Benozzi Elisabetta, Romano Andrea, Capozzi Vittorio, Makhoul Salim, Cappellin Luca, Khomenko Iuliia, Aprea Eugenio, Scampicchio Matteo, Spano Giuseppe, Märk Tilmann D, Gasperi Flavia, Biasioli Franco
Department of Food Quality and Nutrition, Research and Innovation Centre, Fondazione Edmund Mach (FEM), via E. Mach 1, 38010 San Michele all'Adige, Italy; Institut für Ionenphysik und Angewandte Physik, Leopold-Franzens Universitӓt Innsbruck, Technikerstr. 25, 6020 Innsbruck, Austria.
Department of Food Quality and Nutrition, Research and Innovation Centre, Fondazione Edmund Mach (FEM), via E. Mach 1, 38010 San Michele all'Adige, Italy; Faculty of Science and Technology, Free University of Bolzano, 39100 Bolzano, Italy.
Food Res Int. 2015 Oct;76(Pt 3):682-688. doi: 10.1016/j.foodres.2015.07.043. Epub 2015 Jul 30.

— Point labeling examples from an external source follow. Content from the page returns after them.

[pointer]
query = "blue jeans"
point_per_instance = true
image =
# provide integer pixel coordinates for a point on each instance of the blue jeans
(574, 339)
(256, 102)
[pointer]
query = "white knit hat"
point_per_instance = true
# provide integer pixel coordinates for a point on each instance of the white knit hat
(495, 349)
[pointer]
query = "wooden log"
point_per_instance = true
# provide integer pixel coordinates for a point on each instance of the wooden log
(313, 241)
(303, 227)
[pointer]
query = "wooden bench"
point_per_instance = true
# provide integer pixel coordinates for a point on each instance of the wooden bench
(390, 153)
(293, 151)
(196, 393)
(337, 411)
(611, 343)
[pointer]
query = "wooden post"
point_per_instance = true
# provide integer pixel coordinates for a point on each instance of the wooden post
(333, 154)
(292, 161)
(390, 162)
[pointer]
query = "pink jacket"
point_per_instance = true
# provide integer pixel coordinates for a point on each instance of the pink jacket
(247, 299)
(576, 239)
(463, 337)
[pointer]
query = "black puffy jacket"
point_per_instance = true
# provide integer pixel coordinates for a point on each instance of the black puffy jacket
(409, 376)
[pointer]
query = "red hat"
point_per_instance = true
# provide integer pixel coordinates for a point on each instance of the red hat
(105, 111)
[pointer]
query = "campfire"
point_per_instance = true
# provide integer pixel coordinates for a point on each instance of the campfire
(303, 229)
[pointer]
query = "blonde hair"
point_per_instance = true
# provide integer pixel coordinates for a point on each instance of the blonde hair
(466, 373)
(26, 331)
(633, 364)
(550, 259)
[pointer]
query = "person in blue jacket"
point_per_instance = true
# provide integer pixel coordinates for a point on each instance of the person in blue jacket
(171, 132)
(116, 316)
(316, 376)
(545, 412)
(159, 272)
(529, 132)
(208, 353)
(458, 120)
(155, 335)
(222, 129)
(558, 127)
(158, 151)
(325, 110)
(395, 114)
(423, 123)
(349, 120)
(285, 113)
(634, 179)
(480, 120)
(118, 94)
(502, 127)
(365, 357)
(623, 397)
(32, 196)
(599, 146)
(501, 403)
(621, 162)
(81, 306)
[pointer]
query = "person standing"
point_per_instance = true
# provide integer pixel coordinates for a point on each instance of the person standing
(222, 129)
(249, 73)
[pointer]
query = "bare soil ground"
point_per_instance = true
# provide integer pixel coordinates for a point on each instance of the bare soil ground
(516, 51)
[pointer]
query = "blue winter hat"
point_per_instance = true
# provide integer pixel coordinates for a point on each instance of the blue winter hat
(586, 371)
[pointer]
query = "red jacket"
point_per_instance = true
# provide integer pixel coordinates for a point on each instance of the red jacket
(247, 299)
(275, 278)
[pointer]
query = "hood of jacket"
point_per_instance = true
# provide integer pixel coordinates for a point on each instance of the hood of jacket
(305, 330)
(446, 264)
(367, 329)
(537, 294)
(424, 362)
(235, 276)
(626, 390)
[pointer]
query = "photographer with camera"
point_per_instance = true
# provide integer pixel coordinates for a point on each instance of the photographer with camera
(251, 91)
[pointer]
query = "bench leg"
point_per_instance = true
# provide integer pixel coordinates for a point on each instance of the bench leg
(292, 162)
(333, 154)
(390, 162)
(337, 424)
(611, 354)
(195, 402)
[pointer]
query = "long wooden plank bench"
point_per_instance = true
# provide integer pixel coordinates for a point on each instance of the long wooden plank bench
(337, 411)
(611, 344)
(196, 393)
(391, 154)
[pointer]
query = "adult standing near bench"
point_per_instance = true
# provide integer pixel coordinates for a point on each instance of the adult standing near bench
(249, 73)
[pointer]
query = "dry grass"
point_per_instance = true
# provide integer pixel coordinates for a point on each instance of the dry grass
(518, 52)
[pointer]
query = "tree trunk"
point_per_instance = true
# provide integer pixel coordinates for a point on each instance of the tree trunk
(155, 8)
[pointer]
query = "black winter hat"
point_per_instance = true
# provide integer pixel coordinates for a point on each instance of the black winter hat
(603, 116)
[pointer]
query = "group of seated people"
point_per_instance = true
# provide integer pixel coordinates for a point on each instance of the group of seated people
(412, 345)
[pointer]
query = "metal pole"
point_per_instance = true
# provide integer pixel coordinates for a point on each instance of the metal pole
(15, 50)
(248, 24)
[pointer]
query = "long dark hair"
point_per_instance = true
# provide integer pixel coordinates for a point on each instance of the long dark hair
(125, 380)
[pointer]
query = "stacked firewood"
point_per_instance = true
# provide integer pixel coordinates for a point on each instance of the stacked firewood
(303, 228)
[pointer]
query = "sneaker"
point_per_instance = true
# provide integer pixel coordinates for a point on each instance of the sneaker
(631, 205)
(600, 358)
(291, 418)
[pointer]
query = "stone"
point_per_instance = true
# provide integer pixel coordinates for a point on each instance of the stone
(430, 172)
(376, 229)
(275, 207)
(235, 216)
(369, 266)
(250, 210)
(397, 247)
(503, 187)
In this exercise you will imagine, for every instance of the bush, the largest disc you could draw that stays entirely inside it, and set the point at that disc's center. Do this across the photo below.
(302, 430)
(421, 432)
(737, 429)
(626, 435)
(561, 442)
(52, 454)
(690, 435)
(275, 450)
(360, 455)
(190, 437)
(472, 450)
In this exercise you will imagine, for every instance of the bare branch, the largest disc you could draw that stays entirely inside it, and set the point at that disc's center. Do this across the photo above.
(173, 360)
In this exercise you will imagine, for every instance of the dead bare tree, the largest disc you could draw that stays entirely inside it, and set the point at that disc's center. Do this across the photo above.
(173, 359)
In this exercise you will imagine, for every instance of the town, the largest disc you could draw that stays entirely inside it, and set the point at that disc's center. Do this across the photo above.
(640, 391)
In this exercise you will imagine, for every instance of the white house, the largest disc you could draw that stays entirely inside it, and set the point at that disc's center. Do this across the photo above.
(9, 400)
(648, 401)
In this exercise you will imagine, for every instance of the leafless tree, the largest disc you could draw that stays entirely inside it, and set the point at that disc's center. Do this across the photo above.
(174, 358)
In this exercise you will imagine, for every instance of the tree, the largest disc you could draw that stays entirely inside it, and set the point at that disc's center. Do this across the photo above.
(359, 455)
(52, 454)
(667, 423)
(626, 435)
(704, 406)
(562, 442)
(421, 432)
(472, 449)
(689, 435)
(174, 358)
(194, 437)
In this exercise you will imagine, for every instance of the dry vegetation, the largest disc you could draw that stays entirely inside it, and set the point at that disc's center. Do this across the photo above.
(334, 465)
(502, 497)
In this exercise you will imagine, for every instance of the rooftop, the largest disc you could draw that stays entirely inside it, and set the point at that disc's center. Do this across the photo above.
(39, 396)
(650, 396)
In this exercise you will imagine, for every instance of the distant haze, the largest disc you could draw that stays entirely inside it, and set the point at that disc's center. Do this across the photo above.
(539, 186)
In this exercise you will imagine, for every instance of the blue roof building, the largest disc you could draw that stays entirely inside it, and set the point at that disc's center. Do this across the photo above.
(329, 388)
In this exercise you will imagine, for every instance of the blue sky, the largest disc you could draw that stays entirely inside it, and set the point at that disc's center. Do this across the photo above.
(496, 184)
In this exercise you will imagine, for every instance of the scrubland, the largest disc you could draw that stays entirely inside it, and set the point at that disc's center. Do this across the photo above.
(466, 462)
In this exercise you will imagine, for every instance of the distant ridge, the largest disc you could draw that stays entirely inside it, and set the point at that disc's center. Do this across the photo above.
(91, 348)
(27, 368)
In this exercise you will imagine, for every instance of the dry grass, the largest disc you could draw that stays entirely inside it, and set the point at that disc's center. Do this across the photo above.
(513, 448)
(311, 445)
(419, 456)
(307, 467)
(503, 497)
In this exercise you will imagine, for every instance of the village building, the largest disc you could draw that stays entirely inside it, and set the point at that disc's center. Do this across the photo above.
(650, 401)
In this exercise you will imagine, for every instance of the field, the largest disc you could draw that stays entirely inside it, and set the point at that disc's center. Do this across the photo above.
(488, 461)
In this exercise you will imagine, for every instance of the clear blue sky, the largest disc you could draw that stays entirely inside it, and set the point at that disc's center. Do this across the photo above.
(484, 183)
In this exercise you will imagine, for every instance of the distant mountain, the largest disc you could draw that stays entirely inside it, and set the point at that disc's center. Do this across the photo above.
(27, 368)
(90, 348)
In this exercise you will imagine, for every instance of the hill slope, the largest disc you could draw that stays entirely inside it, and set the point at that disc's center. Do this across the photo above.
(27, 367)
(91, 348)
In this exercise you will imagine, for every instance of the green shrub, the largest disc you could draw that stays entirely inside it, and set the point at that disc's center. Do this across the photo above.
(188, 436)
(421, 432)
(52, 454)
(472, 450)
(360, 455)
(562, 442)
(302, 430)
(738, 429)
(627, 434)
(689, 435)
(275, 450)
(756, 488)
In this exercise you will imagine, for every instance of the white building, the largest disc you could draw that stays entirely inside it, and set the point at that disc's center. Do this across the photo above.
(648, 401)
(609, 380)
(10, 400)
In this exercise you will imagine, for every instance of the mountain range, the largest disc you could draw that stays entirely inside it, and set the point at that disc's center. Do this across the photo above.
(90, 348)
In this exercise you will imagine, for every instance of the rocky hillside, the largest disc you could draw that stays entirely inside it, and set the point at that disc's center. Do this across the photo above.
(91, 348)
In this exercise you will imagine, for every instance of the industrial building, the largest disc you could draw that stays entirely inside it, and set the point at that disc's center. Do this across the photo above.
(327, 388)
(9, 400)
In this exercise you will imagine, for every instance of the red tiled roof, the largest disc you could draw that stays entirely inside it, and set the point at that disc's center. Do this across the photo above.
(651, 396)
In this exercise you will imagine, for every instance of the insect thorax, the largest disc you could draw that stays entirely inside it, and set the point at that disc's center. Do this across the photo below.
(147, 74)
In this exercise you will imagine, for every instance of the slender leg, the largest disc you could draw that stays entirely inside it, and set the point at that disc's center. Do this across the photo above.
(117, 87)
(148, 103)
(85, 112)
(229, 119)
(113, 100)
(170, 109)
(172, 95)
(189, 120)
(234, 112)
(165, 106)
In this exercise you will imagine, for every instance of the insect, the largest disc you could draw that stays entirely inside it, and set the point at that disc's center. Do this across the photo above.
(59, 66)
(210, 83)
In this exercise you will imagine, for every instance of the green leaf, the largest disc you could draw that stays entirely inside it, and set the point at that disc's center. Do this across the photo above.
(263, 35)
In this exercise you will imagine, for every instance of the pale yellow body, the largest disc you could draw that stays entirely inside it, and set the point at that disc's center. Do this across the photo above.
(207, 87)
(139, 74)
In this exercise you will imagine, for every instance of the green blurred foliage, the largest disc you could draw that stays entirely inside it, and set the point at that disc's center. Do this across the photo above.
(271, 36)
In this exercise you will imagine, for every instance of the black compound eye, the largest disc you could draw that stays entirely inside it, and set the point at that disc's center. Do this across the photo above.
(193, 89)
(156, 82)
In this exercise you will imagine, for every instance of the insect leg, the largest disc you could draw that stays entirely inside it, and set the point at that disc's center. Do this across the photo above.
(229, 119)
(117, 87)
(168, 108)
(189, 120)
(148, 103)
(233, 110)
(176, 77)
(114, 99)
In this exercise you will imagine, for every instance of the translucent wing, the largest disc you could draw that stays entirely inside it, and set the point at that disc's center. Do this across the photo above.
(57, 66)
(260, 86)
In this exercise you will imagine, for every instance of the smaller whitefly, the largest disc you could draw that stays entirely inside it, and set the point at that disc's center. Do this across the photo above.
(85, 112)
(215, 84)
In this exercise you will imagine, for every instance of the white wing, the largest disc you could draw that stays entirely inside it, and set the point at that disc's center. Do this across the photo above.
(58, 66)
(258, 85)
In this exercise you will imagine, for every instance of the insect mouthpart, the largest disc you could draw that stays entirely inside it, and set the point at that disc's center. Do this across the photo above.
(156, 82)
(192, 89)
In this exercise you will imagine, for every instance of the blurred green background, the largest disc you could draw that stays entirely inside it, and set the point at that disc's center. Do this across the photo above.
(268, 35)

In this work, we used Proton Transfer Reaction-Mass Spectrometry (PTR-ToF-MS), coupled with an automated sampling system, to monitor lactic fermentation driven by different yogurt commercial starter cultures via direct injection mass spectrometric analysis of flavour-related volatile compounds. The aim is the identification of markers for real-time and non-invasive bioprocess control and optimisation as an industrial driver of innovation in food technology and biotechnology. We detected more than 300 mass peaks, tentatively identifying all major yogurt aroma volatiles. Thirteen mass peaks showed statistically significant differences among the four commercial starters. Among these are acetaldehyde, methanethiol, butanoic acid, 2-butanone, diacetyl, acetoin, 2-hydroxy-3-pentanone/pentanoic acid, heptanoic acid and benzaldehyde which play a key role in yogurt flavour. These volatile described the diverse flavour properties claimed by food biotechnological companies and, considering the possible contribution to yogurt flavour, are potential markers for the rapid screening of starter cultures and for the quality design in this fermentation-driven production. The strength of our approach lies in the identification, for the first time, of specific depletion kinetics of four sulphur containing compounds occurring during fermentation (hydrogen sulphide, methanethiol, S-methyl thioacetate/S-ethyl thioformate, pentane-thiol), which suggest a new possible protechnological feature of yogurt starter cultures.
在这项工作中,我们使用质子转移反应质谱仪(PTR-ToF-MS),结合自动采样系统,通过对与风味相关的挥发性化合物进行直接进样质谱分析,来监测不同酸奶商业发酵剂驱动的乳酸发酵。目的是识别用于实时和非侵入性生物过程控制与优化的标志物,作为食品技术和生物技术创新的产业驱动力。我们检测到300多个质谱峰,初步鉴定出了所有主要的酸奶香气挥发性化合物。在四种商业发酵剂中,有13个质谱峰显示出统计学上的显著差异。其中包括乙醛、甲硫醇、丁酸、2-丁酮、双乙酰、乙偶姻、2-羟基-3-戊酮/戊酸、庚酸和苯甲醛,它们在酸奶风味中起关键作用。这些挥发性化合物描述了食品生物技术公司所宣称的多样风味特性,并且考虑到它们对酸奶风味的可能贡献,是快速筛选发酵剂和这种发酵驱动生产中质量设计的潜在标志物。我们方法的优势在于首次识别出了发酵过程中出现的四种含硫化合物(硫化氢、甲硫醇、硫代乙酸甲酯/硫代甲酸乙酯、戊烷硫醇)的特定消耗动力学,这表明酸奶发酵剂可能具有新的工艺学特征。